Data from the National Low Income Housing Coalition‘s (NLIHC) “Housing Needs By State” page shows just how much work has to be done. In Virginia, 22% of renter households are extremely low income (a maximum income of $28,120 for a family of four). Compounding the strain, 71% of extremely low income households are severely cost-burdened (spending more than 50% of income on housing). And even if a family tried to find a more feasible living situation, the commonwealth has a shortage of 148,720 affordable rental homes.
“Severely cost-burdened poor households are more likely than other renters to sacrifice other necessities like healthy food and health care to pay the rent, and to experience unstable housing situations like evictions,” the NLIHC warns.

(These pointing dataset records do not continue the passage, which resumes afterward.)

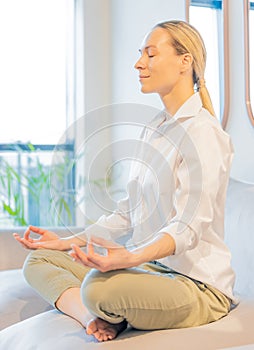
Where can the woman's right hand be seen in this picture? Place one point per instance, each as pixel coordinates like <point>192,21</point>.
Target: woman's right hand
<point>47,239</point>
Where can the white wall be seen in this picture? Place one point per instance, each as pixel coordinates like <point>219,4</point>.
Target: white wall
<point>131,21</point>
<point>114,30</point>
<point>239,125</point>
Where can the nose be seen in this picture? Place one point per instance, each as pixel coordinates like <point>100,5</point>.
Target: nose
<point>140,63</point>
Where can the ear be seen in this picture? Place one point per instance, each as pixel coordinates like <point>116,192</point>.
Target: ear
<point>186,62</point>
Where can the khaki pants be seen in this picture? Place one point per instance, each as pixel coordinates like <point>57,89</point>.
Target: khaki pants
<point>147,297</point>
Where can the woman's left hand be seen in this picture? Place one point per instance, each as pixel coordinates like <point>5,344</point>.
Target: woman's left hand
<point>117,257</point>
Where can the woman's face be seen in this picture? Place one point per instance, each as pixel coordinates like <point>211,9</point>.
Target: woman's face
<point>159,66</point>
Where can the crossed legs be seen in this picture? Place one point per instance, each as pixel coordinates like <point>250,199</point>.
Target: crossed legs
<point>148,297</point>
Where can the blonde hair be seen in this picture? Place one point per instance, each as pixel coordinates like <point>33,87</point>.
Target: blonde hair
<point>186,39</point>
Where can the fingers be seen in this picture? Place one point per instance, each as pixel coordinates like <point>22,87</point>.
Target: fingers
<point>104,242</point>
<point>38,230</point>
<point>79,256</point>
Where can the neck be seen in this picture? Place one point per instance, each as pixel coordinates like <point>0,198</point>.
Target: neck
<point>176,98</point>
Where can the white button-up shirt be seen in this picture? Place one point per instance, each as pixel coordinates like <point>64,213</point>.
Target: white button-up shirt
<point>177,186</point>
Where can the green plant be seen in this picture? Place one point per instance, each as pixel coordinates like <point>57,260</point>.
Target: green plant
<point>25,191</point>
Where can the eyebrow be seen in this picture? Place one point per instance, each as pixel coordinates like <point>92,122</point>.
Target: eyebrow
<point>147,47</point>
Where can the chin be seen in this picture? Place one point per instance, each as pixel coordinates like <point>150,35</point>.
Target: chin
<point>146,90</point>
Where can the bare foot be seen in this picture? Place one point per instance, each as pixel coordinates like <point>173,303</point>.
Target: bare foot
<point>103,330</point>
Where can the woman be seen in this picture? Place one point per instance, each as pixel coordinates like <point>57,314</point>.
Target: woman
<point>176,270</point>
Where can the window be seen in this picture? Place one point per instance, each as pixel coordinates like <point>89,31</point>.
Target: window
<point>211,31</point>
<point>251,57</point>
<point>35,107</point>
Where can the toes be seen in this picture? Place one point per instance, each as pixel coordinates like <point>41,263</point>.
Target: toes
<point>91,327</point>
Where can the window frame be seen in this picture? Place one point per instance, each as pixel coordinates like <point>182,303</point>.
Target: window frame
<point>248,6</point>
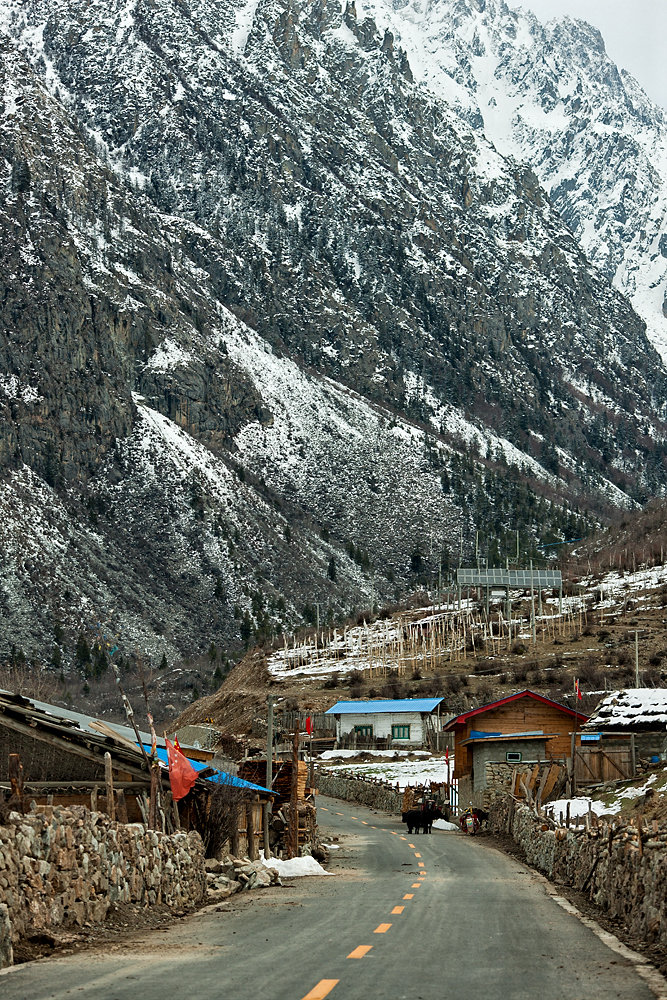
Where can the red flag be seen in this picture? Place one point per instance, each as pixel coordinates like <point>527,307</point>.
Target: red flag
<point>182,774</point>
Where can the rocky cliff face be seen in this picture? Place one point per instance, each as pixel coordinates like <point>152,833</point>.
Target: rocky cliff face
<point>550,96</point>
<point>277,327</point>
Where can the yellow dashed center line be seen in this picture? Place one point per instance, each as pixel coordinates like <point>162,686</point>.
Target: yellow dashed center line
<point>359,952</point>
<point>323,988</point>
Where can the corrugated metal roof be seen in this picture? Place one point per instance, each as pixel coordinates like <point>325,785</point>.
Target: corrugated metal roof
<point>478,737</point>
<point>641,708</point>
<point>219,777</point>
<point>385,706</point>
<point>460,719</point>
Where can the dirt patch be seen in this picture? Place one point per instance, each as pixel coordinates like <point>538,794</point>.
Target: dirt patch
<point>124,922</point>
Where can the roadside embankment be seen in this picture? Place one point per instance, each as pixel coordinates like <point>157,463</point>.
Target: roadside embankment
<point>376,795</point>
<point>620,866</point>
<point>67,868</point>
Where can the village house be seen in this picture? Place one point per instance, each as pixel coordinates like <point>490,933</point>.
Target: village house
<point>498,740</point>
<point>627,727</point>
<point>404,722</point>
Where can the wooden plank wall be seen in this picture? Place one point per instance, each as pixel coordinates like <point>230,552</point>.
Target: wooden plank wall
<point>523,715</point>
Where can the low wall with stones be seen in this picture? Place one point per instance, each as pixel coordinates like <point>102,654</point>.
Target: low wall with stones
<point>68,868</point>
<point>366,793</point>
<point>621,868</point>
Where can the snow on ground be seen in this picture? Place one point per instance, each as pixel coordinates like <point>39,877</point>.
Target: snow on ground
<point>402,772</point>
<point>295,867</point>
<point>343,754</point>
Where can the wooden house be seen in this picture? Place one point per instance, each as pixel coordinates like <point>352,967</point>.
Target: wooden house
<point>627,727</point>
<point>491,741</point>
<point>56,757</point>
<point>404,722</point>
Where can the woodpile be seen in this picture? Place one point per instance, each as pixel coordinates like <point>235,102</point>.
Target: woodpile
<point>254,770</point>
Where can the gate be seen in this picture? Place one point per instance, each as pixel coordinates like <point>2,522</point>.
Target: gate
<point>595,767</point>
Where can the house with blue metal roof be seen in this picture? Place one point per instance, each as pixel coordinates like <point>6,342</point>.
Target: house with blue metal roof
<point>402,722</point>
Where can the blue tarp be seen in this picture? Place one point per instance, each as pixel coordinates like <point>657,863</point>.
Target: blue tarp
<point>375,707</point>
<point>220,777</point>
<point>479,734</point>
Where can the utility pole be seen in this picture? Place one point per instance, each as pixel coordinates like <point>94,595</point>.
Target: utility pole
<point>269,774</point>
<point>532,605</point>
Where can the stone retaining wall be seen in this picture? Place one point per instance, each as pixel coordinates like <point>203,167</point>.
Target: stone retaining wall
<point>68,868</point>
<point>366,793</point>
<point>625,878</point>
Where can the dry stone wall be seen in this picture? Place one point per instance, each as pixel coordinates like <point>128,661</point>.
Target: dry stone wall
<point>67,868</point>
<point>366,793</point>
<point>623,869</point>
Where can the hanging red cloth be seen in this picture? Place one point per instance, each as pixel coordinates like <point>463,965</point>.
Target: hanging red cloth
<point>182,774</point>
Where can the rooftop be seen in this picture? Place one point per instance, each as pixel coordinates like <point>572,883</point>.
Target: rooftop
<point>385,706</point>
<point>631,708</point>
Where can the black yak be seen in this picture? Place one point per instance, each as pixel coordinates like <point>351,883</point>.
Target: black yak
<point>422,819</point>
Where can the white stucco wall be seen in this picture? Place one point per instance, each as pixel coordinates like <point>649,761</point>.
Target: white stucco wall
<point>382,723</point>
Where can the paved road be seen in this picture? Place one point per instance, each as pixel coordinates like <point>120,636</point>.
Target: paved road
<point>405,918</point>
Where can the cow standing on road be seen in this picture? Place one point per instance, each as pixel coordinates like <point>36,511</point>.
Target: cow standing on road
<point>422,819</point>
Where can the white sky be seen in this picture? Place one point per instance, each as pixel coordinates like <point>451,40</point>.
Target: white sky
<point>634,32</point>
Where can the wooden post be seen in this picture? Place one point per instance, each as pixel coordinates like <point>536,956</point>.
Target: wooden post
<point>154,802</point>
<point>269,775</point>
<point>122,806</point>
<point>250,831</point>
<point>108,779</point>
<point>293,839</point>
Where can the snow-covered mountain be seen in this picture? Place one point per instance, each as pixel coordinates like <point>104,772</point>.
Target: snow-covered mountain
<point>550,96</point>
<point>278,326</point>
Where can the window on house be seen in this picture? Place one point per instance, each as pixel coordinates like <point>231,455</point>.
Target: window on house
<point>363,730</point>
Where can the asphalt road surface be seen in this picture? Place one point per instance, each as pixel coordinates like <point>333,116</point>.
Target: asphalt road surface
<point>404,918</point>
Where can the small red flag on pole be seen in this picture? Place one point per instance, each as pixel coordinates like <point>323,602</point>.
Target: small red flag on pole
<point>182,774</point>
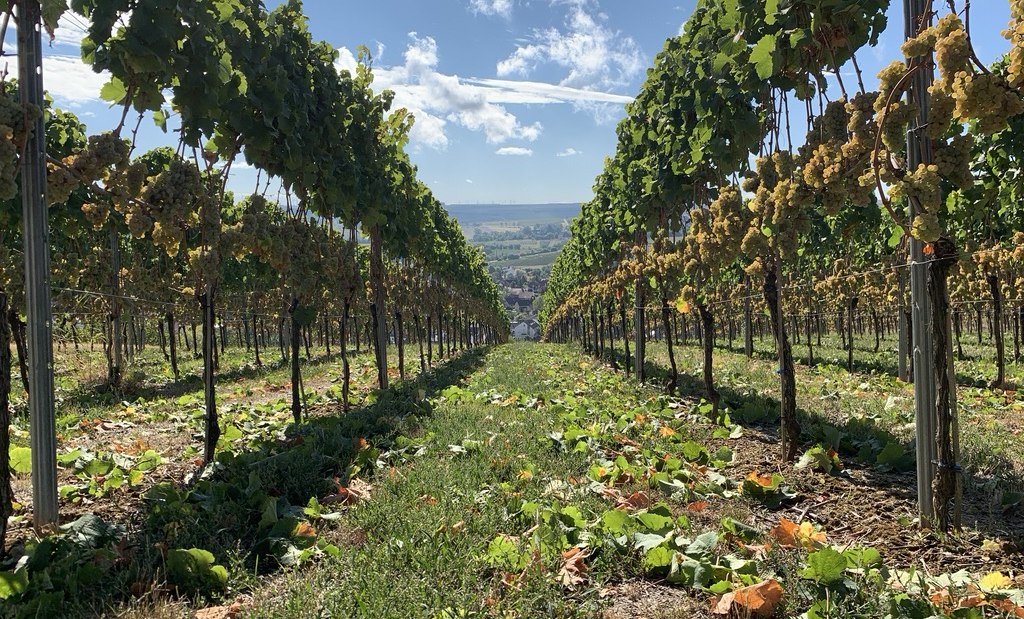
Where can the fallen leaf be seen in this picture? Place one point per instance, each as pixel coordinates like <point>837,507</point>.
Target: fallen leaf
<point>573,569</point>
<point>756,601</point>
<point>792,535</point>
<point>637,500</point>
<point>697,506</point>
<point>995,580</point>
<point>219,612</point>
<point>761,480</point>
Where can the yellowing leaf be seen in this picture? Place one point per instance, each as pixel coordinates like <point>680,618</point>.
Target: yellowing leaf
<point>995,580</point>
<point>761,479</point>
<point>756,601</point>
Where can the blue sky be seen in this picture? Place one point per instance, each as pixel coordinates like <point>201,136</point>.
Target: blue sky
<point>516,100</point>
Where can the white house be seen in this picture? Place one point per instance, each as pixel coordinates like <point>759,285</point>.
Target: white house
<point>527,329</point>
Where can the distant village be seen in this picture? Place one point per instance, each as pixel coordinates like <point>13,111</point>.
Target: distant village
<point>523,291</point>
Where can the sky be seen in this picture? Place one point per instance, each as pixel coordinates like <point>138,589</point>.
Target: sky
<point>515,100</point>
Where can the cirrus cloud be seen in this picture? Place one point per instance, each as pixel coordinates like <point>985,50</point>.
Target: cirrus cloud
<point>514,152</point>
<point>439,100</point>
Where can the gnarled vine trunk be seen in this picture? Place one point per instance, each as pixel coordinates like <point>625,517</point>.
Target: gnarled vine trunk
<point>945,486</point>
<point>787,373</point>
<point>708,321</point>
<point>667,327</point>
<point>1000,355</point>
<point>210,394</point>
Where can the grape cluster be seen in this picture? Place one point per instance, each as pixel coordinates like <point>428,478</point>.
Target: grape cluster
<point>1015,33</point>
<point>171,198</point>
<point>953,160</point>
<point>984,97</point>
<point>16,122</point>
<point>96,214</point>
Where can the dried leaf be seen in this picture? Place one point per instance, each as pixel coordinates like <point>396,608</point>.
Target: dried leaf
<point>995,580</point>
<point>219,612</point>
<point>756,601</point>
<point>765,480</point>
<point>573,569</point>
<point>637,500</point>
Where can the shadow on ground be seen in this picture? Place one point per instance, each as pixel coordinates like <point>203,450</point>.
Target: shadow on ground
<point>249,509</point>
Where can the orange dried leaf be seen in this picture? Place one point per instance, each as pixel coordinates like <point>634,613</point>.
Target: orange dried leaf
<point>756,601</point>
<point>573,568</point>
<point>697,506</point>
<point>785,533</point>
<point>637,500</point>
<point>760,479</point>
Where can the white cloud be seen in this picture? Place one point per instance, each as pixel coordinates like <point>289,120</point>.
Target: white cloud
<point>501,8</point>
<point>438,99</point>
<point>595,55</point>
<point>70,81</point>
<point>514,152</point>
<point>71,30</point>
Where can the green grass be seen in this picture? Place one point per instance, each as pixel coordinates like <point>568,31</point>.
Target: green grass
<point>530,261</point>
<point>991,446</point>
<point>484,472</point>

But COVID-19 has expanded the scope of our nation’s housing crisis. A July Aspen Institute report estimates that more than 15 million people (6.5 million households) are behind on rent. A collective $20 billion-plus is owed to landlords, with an average debt of $3,300 per tenant. Roughly half of people who are behind on rent expect to be evicted in the next two months, the report added.
That same week, a New York Times op-ed by Sema K. Sgaier and Aaron Dibner-Dunlap of the nonprofit Surgo Ventures featured two interactive maps attempting to present local-level data of the rent struggle. As of July 5, the estimates for these Virginia localities (in no particular order) were:
Richmond — 13% of households owed rent, $3,051 was the average amount owed;
Henrico County — 13.4%, $4,247;
Chesterfield County — 12.8%, $3,975;
Hanover County — 10%, $4,443;
Roanoke — 12.9%, $2,975
Fredericksburg — 12.4%, $4,496;
Culpeper County — 12%, $2,590;
Charlottesville — 9.1%, $3,408;
Lynchburg — 11.9%, $2,982;
Danville — 15.1%, $2,275;
Bristol — 9.9%, $1,892;
Waynesboro — 9.8%, $2,350; and
Martinsville — 15.1%, $2,275
Good-faith efforts by businesses and worker advocates to raise wages arguably will be for naught if families see any meaningful increase in their paychecks swallowed by a severe rental cost burden, or worse than that, an eviction on their record. We need real, permanent strides toward housing stability that complement the recent improvements in wages — and apply the lessons learned during this pandemic.
We’ve raised awareness of the need for a living wage, and we’re making progress. What about the need for a living rent?